O relatório da IGF foi pedido pelo Secretário de Estado dos Assuntos Fiscais, Paulo Núncio, um dos quatro nomes que estava incluído na lista VIP (os outros eram Pedro Passos Coelho, Paulo Portas e Cavaco Silva). O inquérito concluiu que Paulo Núncio não foi informado pelo ex-director-geral da AT, António Brigas Afonso, da “existência e do funcionamento” do sistema de alerta que permitia saber quem consultava os dados fiscais daqueles quatro contribuintes. E recomendou ao Ministério das Finanças que seja ponderada a instauração de procedimentos disciplinares aos funcionários e dirigentes envolvidos no caso.
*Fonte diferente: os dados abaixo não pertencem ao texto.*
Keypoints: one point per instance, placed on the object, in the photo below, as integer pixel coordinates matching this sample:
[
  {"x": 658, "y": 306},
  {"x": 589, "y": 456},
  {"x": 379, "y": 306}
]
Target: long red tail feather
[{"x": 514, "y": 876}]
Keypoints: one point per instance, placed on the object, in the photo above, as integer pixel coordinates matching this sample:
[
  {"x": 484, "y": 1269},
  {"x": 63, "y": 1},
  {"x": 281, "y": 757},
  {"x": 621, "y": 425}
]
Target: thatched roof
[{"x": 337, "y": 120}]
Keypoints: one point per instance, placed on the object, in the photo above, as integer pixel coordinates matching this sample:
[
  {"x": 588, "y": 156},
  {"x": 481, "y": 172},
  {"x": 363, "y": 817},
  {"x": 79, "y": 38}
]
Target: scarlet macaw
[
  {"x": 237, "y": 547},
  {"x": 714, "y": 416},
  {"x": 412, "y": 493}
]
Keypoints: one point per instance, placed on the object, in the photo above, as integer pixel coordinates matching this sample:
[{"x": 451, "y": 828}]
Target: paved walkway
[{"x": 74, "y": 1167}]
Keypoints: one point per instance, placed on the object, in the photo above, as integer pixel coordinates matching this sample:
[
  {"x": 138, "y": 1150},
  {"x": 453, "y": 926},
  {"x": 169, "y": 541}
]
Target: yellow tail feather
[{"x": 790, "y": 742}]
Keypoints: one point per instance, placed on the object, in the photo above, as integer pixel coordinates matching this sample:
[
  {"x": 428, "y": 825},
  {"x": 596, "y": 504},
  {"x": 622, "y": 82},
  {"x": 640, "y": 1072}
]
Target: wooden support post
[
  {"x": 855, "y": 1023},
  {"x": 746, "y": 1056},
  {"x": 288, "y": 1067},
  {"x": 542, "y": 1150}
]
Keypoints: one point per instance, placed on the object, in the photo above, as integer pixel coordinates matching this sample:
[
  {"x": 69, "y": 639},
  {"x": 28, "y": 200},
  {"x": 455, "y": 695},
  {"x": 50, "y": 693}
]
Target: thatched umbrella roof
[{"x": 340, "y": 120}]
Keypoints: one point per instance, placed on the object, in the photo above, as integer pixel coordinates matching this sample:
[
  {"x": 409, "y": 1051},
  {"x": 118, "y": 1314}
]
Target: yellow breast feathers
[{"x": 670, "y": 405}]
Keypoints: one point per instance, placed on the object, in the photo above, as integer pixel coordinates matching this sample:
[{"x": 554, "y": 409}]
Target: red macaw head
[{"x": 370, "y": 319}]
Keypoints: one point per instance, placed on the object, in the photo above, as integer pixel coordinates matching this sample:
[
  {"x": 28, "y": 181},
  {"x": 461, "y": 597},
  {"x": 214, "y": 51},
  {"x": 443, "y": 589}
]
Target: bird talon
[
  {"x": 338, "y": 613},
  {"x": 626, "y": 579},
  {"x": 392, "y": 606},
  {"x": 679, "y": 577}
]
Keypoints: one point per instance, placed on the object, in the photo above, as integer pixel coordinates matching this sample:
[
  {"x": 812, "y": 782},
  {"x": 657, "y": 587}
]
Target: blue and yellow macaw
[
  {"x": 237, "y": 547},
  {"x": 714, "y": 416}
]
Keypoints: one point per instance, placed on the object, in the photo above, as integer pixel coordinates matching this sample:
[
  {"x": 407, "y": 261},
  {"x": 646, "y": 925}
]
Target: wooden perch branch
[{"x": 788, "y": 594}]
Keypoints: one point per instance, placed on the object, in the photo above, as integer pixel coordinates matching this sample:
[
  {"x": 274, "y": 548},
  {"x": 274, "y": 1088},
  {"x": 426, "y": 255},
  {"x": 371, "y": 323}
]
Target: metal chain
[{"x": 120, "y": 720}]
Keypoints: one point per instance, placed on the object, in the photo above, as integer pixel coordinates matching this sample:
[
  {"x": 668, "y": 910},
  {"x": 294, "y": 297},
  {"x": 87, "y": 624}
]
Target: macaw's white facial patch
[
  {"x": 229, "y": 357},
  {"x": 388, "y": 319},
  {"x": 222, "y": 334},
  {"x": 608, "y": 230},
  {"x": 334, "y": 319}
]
À Lusa, o presidente do Sindicato dos Trabalhadores dos Impostos (STI), Paulo Ralha, já veio considerar que o relatório “não é isento, nem idóneo”, voltando a pedir a demissão de Paulo Núncio. Em declarações ao PÚBLICO, o presidente da APIT, Nuno Barroso, não coloca em causa “a independência e o profissionalismo dos colegas da IGF, que fizeram o trabalho com as melhores condições que lhes puseram à disposição”, mas discorda das conclusões. E não poupa de críticas o secretário de Estado, por este ter pedido entretanto que a AT elabore em 25 dias um plano de acção para responder às recomendações elaboradas pela IGF e pela Comissão Nacional de Protecção de Dados, que também avançou com um inquérito ao caso da lista VIP.
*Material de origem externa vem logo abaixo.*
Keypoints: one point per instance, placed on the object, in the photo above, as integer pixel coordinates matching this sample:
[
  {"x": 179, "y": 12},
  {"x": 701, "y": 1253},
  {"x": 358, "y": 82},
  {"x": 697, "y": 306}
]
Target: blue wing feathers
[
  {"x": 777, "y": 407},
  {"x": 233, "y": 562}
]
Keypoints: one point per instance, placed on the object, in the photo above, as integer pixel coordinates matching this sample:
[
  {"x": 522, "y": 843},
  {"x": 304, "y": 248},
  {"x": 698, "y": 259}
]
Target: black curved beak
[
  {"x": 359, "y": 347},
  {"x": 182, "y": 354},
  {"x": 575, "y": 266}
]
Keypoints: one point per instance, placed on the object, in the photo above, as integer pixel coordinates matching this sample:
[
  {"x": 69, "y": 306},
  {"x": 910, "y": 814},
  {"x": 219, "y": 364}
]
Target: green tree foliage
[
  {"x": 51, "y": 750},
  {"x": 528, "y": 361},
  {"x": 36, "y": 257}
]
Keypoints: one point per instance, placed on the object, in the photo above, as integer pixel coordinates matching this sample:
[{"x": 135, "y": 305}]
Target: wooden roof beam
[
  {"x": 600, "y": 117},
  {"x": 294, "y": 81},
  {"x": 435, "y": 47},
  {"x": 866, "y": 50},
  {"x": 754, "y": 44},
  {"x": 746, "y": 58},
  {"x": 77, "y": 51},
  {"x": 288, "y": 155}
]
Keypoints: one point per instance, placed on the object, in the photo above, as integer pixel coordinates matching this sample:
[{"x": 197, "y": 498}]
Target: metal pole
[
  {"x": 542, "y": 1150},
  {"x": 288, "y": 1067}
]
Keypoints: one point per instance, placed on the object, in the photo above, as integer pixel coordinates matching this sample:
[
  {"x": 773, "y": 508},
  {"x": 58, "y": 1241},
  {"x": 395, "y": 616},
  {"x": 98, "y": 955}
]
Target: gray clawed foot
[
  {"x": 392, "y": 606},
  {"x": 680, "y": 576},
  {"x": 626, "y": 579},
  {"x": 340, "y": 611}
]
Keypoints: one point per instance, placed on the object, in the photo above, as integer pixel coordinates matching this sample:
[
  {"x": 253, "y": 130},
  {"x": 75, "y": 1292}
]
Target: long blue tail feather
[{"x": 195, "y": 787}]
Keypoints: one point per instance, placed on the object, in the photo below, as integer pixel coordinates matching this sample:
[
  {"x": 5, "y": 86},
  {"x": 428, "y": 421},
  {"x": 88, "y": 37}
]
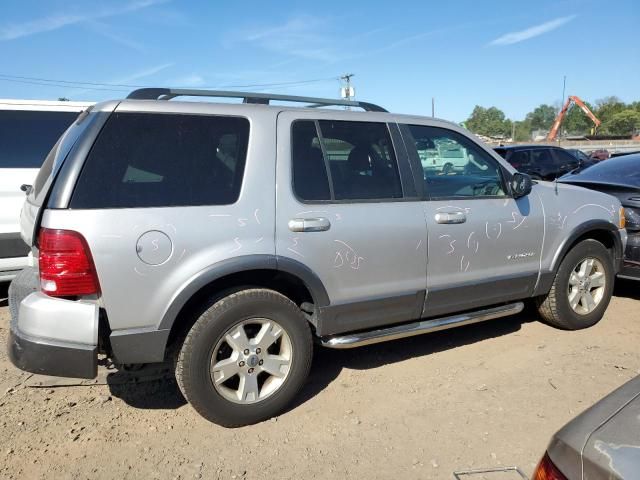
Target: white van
[{"x": 28, "y": 131}]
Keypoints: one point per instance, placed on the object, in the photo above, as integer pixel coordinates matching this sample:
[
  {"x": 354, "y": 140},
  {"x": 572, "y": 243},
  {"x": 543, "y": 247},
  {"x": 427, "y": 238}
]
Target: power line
[
  {"x": 61, "y": 86},
  {"x": 94, "y": 85}
]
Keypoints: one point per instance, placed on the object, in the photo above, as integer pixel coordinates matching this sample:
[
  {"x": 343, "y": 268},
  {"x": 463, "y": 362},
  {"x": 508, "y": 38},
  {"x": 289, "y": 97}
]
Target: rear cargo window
[
  {"x": 163, "y": 160},
  {"x": 26, "y": 137}
]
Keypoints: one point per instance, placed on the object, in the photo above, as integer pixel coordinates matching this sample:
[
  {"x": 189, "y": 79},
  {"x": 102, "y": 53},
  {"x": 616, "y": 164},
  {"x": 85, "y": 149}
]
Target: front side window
[
  {"x": 542, "y": 158},
  {"x": 343, "y": 160},
  {"x": 158, "y": 160},
  {"x": 455, "y": 167}
]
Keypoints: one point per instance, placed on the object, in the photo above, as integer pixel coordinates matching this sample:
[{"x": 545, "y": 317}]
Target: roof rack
[{"x": 247, "y": 97}]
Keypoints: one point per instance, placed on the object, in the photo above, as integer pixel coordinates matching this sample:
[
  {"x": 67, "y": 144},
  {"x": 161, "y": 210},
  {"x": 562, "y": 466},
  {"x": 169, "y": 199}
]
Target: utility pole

“Tememos que a pressa em apresentar 'serviço' confirme o adágio popular desta ser inimiga da perfeição. Analisamos com alguma preocupação os despachos que a Secretaria de Estado dos Assuntos Fiscais emitiu, em resultado deste relatório, no sentido de a AT proceder (num curtíssimo espaço de tempo – até 19 de Junho) ao desenvolvimento de propostas que criem mecanismos de registo, de verificação ou de monitorização do acesso a dados fiscais dos contribuintes”, refere a APIT. “Quem não deve não teme, e não existe qualquer receio de ver o nosso trabalho a ser analisado, mas não aceitaremos mecanismos que possam constituir-se como condicionadores ou limitadores da acção da AT”, acrescenta a associação.

No mesmo dia em que foram publicadas as conclusões do relatório, o secretário de Estado dos Assuntos Fiscais emitiu um despacho para corrigir “fragilidades estruturais relacionados com a protecção do sigilo fiscal”. O despacho, com data de terça-feira, e a que o PÚBLICO teve acesso, também não tinha sido publicado na página da AT até à publicação desta notícia.

No documento, Paulo Núncio pede que a directora-geral da AT, Helena Borges, dê seguimento à recomendação da IGF para que sejam avaliados “todos os actos, factos e declarações relevantes” dos funcionários e dirigentes do fisco com responsabilidades no caso da lista VIP, para serem ponderados eventuais procedimentos disciplinares.

O plano de acção tem de respeitar as recomendações, quer da IGF, quer da Comissão Nacional de Protecção de Dados, a quem a AT tem de dar conhecimento destas medidas até ao fim de Setembro, quando termina o prazo de seis meses imposto na deliberação da CNPD, de Março.

Entre outras medidas, o secretário de Estado determinou que sejam desenvolvidos “os mecanismos informáticos que assegurem que os acessos realizados a dados pessoais de contribuintes por utilizadores internos são devidamente justificados e fundamentados, tendo designadamente como referência o procedimento já adoptado no desenho e concretização do sistema E-factura”. A AT está também incumbida de reformular o seu plano segurança informática, rever a contratação de entidades externas com acesso às bases de dados da AT e criar mecanismo de certificação e auditoria informática.